The anti-AIDS technology is outpacing the money

In the work to defeat AIDS, the technology seems to be outpacing the money. Anti-Retro-viral drugs can extend lives, but there is not enough money to get it to all of the people who are HIV-positive. Meanwhile, a study has found success in preventing the spread of AIDS with a microbial jell. While more tests need to be done before the jell is given to the public, the money in not available to get the further research underway.

From this New York Times article, one of our favorite writers Celia Dugger describes the problem that prevents the saving of lives.

Donors have not committed enough money for even one of the two studies needed to confirm a promising South African trial of the microbicide and get it into women’s hands. Only about $58 million of the $100 million needed for follow-up research has been pledged, according to Unaids, the United Nations AIDS agency. Experts say shifting global health priorities and tight finances in the West are making it hard to raise the rest.

Advocates say any delay could be deadly. Most of the 22 million people infected with H.I.V. in sub-Saharan Africa are women, and about a million women on the continent are infected each year. If subsequent studies find the gel effective, women could use it to protect themselves even when men refuse to use condoms.

Dozens of scientists and public health experts at a conference here last week agreed on the research needed to speed the microbicide to widespread use. They called for two more trials in southern Africa and steps to promote and distribute the vaginal gel, infused with the antiviral drug tenofovir, through family planning programs.

The original study of the gel found that women who used it before and after sex were 39 percent less likely over all to contract H.I.V. than those who used a placebo.
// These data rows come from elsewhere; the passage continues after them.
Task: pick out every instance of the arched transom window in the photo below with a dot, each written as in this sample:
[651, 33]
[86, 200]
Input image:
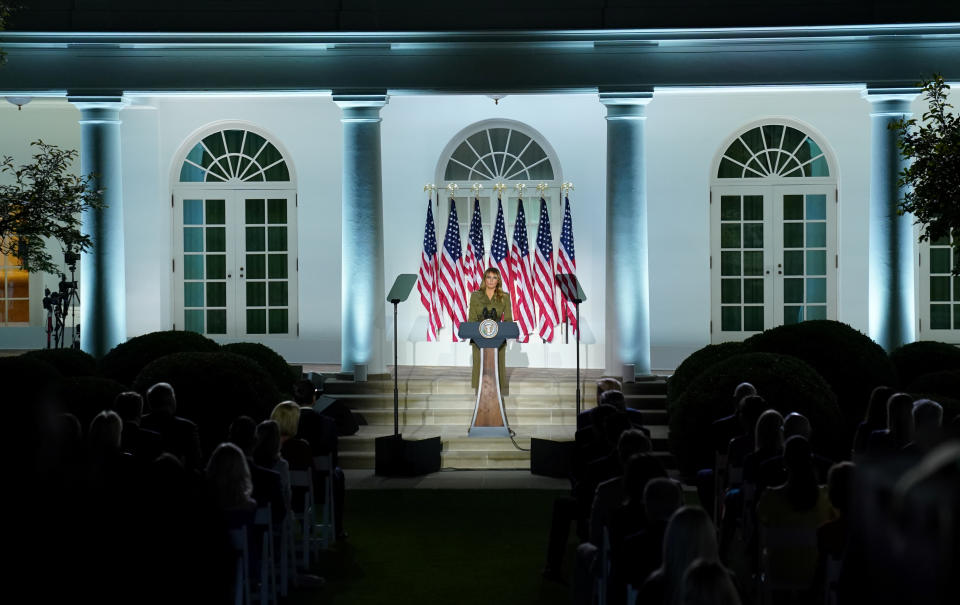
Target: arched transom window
[773, 150]
[773, 232]
[234, 241]
[499, 153]
[235, 155]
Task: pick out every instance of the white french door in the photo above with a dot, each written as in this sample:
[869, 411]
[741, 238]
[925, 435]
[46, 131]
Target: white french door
[235, 264]
[773, 257]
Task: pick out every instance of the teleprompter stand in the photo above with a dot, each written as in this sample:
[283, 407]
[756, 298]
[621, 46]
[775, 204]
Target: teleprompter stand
[570, 290]
[393, 456]
[489, 418]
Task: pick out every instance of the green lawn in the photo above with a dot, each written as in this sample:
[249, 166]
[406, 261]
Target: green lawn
[441, 547]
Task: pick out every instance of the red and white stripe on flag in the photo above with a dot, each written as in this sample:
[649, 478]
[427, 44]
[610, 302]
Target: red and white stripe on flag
[521, 271]
[543, 277]
[453, 293]
[500, 253]
[427, 282]
[567, 265]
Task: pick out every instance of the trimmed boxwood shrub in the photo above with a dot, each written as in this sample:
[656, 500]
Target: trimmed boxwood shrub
[848, 360]
[787, 383]
[943, 387]
[69, 362]
[87, 396]
[276, 366]
[923, 357]
[125, 361]
[696, 363]
[212, 389]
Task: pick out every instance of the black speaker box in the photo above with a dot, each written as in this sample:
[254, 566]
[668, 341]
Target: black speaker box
[551, 458]
[396, 457]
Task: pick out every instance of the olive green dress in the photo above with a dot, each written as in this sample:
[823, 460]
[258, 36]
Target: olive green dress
[482, 307]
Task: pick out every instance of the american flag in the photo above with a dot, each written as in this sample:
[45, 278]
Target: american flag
[499, 253]
[567, 265]
[543, 277]
[453, 294]
[427, 284]
[473, 260]
[521, 291]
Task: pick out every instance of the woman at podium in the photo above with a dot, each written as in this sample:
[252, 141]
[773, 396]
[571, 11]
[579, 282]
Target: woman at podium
[490, 302]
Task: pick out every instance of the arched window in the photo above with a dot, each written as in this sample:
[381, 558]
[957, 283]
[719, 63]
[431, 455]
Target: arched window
[234, 155]
[773, 150]
[773, 231]
[235, 259]
[499, 151]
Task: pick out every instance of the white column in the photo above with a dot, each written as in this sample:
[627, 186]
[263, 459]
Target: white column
[892, 307]
[362, 288]
[103, 314]
[628, 281]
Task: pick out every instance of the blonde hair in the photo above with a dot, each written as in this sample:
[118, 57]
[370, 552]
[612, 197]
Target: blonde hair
[498, 291]
[287, 416]
[228, 477]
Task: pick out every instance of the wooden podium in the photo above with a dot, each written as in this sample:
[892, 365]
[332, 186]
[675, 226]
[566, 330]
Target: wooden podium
[489, 419]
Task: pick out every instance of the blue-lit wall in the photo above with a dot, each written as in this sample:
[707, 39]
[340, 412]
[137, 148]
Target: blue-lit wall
[684, 132]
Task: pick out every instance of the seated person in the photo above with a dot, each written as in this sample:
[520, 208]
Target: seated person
[927, 421]
[145, 445]
[179, 436]
[899, 431]
[800, 503]
[584, 418]
[643, 550]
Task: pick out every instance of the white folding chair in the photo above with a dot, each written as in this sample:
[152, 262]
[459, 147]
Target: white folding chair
[241, 581]
[324, 464]
[604, 568]
[266, 593]
[774, 542]
[303, 480]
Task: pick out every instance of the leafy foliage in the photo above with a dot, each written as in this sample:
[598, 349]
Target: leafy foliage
[87, 396]
[276, 366]
[943, 387]
[69, 362]
[850, 362]
[932, 179]
[125, 360]
[787, 383]
[212, 389]
[923, 357]
[696, 363]
[44, 201]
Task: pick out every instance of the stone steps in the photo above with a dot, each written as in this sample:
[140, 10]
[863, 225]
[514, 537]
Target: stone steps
[439, 402]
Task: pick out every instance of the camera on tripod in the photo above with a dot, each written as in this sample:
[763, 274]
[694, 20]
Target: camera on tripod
[62, 302]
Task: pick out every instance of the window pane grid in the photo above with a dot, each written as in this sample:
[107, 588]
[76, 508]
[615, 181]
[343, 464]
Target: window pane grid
[804, 258]
[267, 262]
[741, 263]
[944, 286]
[204, 266]
[14, 292]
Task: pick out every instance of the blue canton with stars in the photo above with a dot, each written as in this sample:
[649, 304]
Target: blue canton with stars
[544, 239]
[498, 247]
[430, 234]
[451, 242]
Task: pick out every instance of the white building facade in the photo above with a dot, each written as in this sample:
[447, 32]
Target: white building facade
[715, 211]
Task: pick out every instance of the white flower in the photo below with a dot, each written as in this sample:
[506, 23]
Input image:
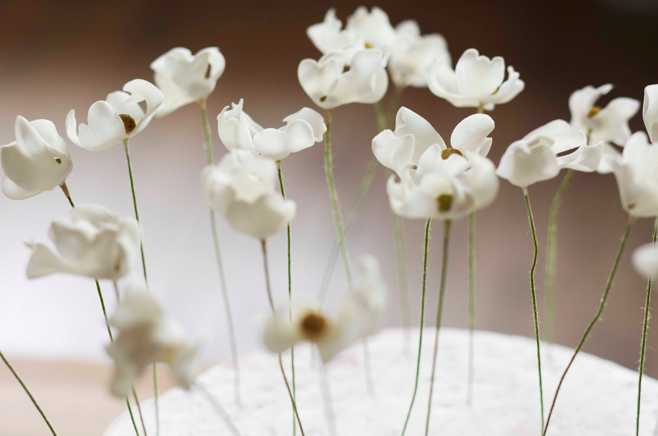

Those who used the gel most regularly cut their odds of infection by 54 percent.

Researchers have tried for two decades to find a microbicide to fight H.I.V. transmission. So far, the American and South African governments have come up with a vast majority of the additional research money, while Britain’s Department for International Development, a major supporter of microbicide research, has committed nothing.

Participants in the conference said an agency official said the British government’s priorities were shifting away from AIDS and toward maternal and child health, malaria and tuberculosis.

“H.I.V./AIDS is perceived to be very expensive research, and there’s a sentiment in the U.K. that it’s time to shift priorities,” said Tim Farley, a World Health Organization scientist who attended the conference.